THERE is a picture of eosinophillic folliculitis if you click the link below.
If this appears to be similar to your childs rash/bug bite looking sores then I would encourage you to print this picture and show the dermatologist. It is a rare thing so they may not have ever heard about it.
I was wondering if the first reply and description that I gave sounded anything
like what your child has.
Here's the link......
[url="http://www.altavista.com/sites/search/mm_resultframe?q=eosinophilic+folliculitis&type=IMG&url=http%3A%2F%2Fwww.dermnet.org.nz%2Fdna.acne%2Foilfol.html&title=shpfol1.jpg&isrc=http%3"]http://www.altavista.com/sites/search/mm...jpg&isrc=http%3[/url] A%2F%2Fthumb-2.image.altavista.com%2Fimage%2F105263701&src=http%3A%2F%2Fwww.dermnet.org.nz%2Fimg%2Facne%2Fshpfol1.jpg&stq=20&stype=simage
Please email me at [email]momomom@bellsouth.net[/email] if you have any further questions.

Posted on: Sun, 03/31/2002 - 6:09am
momomom's picture
Joined: 06/22/2001 - 09:00

or click this link to see another picture...sorry it double-posted...I meant to edit the other message..
On the mail page, far left column go down to SKIN CONDITIONS and click. Then go under SCALP FOLLICULITIS or FOLLICULITIS and click to see pictures.
YOU can click on the pictures to enlarge them.
If either of those two pictures don't look like your daughter's rash then I have more pictures I can show you from mild to extreme cases
[This message has been edited by momomom (edited March 31, 2002).]
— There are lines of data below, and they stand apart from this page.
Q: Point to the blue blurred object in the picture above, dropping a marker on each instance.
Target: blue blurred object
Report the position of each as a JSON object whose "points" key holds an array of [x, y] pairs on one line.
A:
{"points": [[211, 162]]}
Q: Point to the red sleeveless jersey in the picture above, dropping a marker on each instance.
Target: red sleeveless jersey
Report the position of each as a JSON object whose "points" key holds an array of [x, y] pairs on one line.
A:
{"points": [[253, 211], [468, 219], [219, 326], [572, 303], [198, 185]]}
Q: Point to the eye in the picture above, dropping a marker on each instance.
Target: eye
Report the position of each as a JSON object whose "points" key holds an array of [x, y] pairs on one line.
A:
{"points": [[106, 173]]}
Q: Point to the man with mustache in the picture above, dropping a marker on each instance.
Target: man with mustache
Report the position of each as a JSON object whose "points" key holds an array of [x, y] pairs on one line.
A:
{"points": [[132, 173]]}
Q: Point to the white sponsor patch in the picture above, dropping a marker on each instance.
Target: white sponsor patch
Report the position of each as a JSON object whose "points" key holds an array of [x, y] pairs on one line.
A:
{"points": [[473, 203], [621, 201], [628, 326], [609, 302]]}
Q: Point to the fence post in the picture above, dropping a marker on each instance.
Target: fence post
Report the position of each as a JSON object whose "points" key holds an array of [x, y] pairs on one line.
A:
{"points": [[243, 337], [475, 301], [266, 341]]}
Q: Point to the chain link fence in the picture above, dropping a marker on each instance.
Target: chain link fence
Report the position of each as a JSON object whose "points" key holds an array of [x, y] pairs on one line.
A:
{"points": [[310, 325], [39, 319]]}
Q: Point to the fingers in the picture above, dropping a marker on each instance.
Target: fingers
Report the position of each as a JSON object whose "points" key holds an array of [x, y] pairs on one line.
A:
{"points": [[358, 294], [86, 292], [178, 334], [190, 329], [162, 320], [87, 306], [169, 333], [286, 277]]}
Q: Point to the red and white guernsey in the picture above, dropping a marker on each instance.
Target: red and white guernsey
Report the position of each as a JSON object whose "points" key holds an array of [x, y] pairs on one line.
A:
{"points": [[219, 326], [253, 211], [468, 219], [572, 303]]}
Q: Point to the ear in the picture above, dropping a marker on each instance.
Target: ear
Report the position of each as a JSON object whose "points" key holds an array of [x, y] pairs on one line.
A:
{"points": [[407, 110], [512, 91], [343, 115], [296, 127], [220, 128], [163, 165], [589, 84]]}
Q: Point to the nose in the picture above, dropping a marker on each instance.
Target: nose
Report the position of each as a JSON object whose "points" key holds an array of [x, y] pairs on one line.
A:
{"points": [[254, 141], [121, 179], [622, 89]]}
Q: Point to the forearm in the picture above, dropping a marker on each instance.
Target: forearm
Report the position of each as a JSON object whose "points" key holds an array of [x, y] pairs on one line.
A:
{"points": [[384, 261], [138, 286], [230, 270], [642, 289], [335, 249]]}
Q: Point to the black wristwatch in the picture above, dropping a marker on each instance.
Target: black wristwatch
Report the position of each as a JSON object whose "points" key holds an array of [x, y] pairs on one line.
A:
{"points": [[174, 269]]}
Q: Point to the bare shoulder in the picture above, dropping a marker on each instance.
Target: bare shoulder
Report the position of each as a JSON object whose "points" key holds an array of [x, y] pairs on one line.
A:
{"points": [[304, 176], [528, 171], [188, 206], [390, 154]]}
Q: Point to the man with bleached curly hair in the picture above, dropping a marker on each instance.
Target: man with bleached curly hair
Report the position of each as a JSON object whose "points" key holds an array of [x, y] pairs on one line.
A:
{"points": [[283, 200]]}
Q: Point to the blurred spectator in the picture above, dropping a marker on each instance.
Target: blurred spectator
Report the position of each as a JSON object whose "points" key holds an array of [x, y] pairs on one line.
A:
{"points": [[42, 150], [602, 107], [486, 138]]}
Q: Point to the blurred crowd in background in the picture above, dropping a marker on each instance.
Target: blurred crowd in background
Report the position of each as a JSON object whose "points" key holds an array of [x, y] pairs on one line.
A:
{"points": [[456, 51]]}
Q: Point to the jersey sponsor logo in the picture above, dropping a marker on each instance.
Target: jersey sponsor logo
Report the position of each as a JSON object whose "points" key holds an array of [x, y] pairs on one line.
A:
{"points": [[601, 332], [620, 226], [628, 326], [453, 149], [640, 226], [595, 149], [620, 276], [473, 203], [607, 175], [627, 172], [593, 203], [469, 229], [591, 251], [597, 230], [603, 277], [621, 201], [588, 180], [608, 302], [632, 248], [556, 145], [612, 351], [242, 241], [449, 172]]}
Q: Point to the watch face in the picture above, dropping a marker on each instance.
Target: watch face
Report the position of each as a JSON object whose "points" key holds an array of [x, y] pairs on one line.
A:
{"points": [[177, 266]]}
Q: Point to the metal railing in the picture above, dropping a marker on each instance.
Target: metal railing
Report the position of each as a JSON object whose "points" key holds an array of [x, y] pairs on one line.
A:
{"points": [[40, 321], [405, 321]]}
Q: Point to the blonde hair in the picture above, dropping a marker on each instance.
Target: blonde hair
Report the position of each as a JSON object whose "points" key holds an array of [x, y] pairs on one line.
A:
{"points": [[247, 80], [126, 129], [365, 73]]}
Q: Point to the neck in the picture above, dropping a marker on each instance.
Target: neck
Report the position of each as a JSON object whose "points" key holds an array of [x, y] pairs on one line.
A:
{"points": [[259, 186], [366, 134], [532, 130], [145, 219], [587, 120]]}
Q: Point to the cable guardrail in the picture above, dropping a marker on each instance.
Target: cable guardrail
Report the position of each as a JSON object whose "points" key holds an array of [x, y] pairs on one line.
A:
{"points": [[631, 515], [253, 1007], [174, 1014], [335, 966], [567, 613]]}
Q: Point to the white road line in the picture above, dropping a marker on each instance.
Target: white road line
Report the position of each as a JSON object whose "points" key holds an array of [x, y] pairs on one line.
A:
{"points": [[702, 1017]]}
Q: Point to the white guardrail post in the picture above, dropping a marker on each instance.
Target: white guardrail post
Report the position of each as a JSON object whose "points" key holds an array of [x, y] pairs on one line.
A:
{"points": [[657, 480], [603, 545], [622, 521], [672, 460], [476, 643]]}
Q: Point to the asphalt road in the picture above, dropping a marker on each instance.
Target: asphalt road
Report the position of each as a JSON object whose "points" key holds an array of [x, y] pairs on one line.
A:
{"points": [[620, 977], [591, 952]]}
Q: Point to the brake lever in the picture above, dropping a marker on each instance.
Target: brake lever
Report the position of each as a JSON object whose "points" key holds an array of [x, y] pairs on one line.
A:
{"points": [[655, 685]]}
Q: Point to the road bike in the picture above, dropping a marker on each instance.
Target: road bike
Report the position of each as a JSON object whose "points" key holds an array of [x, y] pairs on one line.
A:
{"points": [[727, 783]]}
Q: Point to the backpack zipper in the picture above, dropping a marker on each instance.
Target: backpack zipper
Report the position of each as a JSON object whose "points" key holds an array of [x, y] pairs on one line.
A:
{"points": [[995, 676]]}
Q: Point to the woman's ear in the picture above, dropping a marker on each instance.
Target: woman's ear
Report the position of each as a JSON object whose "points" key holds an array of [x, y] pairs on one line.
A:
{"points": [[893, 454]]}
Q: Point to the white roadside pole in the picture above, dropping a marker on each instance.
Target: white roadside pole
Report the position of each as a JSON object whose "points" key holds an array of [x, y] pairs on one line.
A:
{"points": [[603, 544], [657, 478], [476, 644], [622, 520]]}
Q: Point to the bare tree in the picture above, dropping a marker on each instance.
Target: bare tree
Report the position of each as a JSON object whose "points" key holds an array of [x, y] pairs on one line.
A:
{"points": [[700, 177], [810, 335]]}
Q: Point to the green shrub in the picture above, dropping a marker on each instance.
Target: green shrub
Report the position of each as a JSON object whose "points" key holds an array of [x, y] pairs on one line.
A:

Posted on: Sun, 03/31/2002 - 8:51am
SweetAmanda's picture
Joined: 03/31/2002 - 09:00

Thank you Momomom for all your time and helpful information. My daughter's rash is on her stomach, chest and lower back. There are no patches on her head. Those pictures are much more extreme than my daughter's case. I would love to see the pictures of the milder cases. Thank you so much for your help. Kelly

Posted on: Sun, 03/31/2002 - 11:33am
momomom's picture
Joined: 06/22/2001 - 09:00

Click on the link above.
About 123 images should come up from mild cases to extreme cases.
There are 5 pages of images. Maybe you could check each page before you completely rule it out. JUST IN CASE. Hope this helps.
[This message has been edited by momomom (edited March 31, 2002).]
[This message has been edited by momomom (edited March 31, 2002).]

Posted on: Wed, 04/03/2002 - 6:16am
momomom's picture
Joined: 06/22/2001 - 09:00

bumping this up for Laurensmom....she had questions about hives w/Zithromax? Wondering if related? --momomom

Posted on: Sun, 12/12/2004 - 12:31pm
steveandleslea's picture
Joined: 10/11/2002 - 09:00

Has anyone found out anything about a possible connection between Zithromax and peanut allergy? We just had our first "break out all over in hives" reaction in over a year, and it was immediately after giving Zithromax.
I'm not finding any info on the web about this, at all.